Execution of this Agreement

This DPA can be entered into in either of the following ways. Both are legally binding and you do not need to do both.

  1. Electronically, on subscription (default). By subscribing to or using the Service, the School accepts this DPA on the School's behalf. It takes effect on that date, in the version published here, and no signature is required. This is sufficient for most schools.
  2. By counter-signed copy (where your procurement requires one). Use the "Download PDF" button at the top of this page to save the current version, complete the School (Controller) signature block below, and email the signed copy to dpo@learn-co.de. We will return it signed for and on behalf of LEARN-CO.DE LTD, so you hold a fully executed copy.
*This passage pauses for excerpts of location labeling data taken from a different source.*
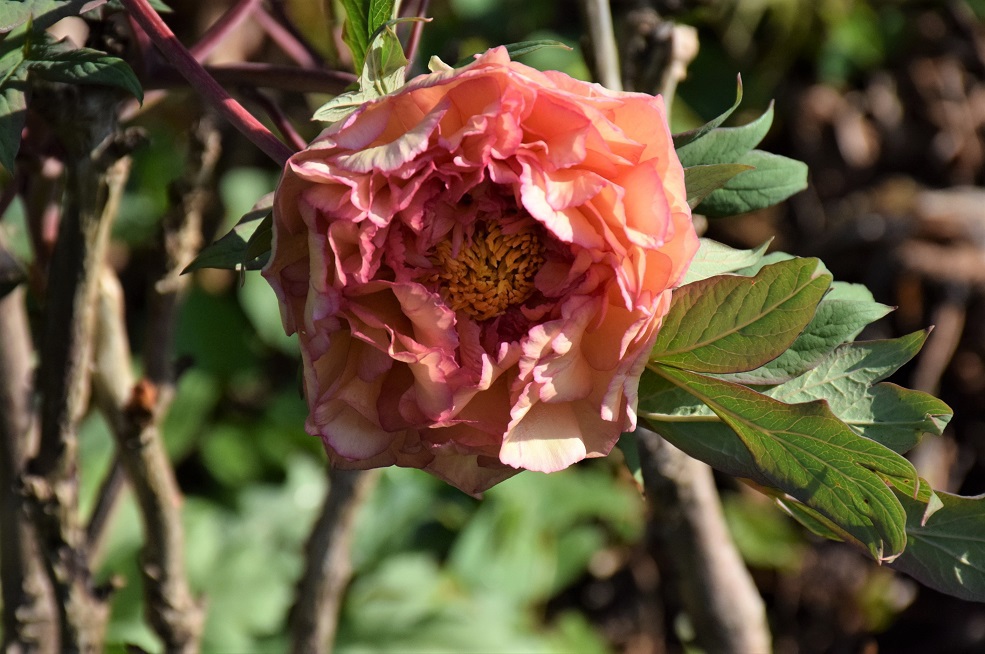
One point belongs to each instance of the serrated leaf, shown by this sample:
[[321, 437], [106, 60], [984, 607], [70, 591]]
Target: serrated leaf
[[702, 181], [947, 551], [85, 66], [774, 179], [13, 114], [729, 324], [682, 139], [812, 520], [840, 317], [726, 144], [894, 416], [363, 19], [713, 258], [805, 451], [232, 251]]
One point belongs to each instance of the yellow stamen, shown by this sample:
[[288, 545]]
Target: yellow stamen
[[491, 272]]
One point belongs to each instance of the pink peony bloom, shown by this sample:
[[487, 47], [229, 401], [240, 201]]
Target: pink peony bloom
[[477, 266]]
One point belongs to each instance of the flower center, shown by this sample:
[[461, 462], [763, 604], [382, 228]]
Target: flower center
[[490, 273]]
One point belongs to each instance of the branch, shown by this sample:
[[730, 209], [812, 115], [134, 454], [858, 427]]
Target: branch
[[85, 118], [693, 548], [133, 411], [605, 55], [328, 568], [29, 621], [205, 84]]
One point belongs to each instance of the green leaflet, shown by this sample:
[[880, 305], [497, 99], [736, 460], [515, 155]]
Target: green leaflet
[[362, 19], [726, 144], [729, 323], [840, 317], [894, 416], [713, 258], [774, 179], [805, 451], [946, 550], [246, 246]]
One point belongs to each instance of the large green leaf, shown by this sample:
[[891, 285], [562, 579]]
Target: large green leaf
[[238, 248], [362, 19], [713, 258], [729, 323], [702, 181], [684, 138], [894, 416], [84, 66], [947, 550], [726, 144], [808, 453], [774, 179], [840, 317]]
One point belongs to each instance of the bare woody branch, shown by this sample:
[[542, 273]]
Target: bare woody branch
[[328, 566], [29, 622]]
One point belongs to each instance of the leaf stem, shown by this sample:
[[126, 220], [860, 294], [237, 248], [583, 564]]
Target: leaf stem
[[198, 77]]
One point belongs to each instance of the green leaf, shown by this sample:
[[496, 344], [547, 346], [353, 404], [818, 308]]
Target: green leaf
[[519, 49], [384, 71], [682, 139], [774, 179], [13, 113], [43, 13], [729, 324], [893, 416], [726, 144], [807, 452], [839, 318], [362, 19], [947, 550], [702, 181], [84, 66], [233, 251], [713, 258]]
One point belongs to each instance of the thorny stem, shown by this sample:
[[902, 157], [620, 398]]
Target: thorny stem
[[328, 567], [205, 84]]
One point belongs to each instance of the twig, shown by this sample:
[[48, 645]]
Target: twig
[[51, 482], [328, 568], [205, 84], [279, 120], [220, 29], [287, 41], [693, 548], [598, 17], [29, 621], [133, 411]]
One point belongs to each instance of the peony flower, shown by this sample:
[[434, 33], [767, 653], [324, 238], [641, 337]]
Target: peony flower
[[477, 266]]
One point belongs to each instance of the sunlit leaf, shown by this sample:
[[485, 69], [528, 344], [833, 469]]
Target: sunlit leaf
[[702, 181], [726, 144], [947, 550], [840, 317], [682, 139], [807, 452], [713, 258], [730, 323], [774, 179]]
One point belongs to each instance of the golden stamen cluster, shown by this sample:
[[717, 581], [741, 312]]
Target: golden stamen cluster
[[492, 272]]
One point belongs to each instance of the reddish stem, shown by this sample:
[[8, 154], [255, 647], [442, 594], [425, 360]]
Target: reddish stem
[[222, 27], [185, 62], [285, 40]]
Signature block (for option 2):

The Controller — the SchoolThe Processor — LEARN-CO.DE LTD
Signed: ___________________________Signed: ___________________________
Name: ___________________________Name: ___________________________
Position: _________________________Position: _________________________
School: __________________________Company: LEARN-CO.DE LTD
Date: ____________________________Company number: 17293312
Registered office: 71-75 Shelton Street, Covent Garden, London, WC2H 9JQ
Date: ____________________________

The version and effective date at the top of this DPA identify the agreed text, whichever method is used.

Version 1.0 — Effective 22 June 2026 · Use “Download PDF” above to save a copy.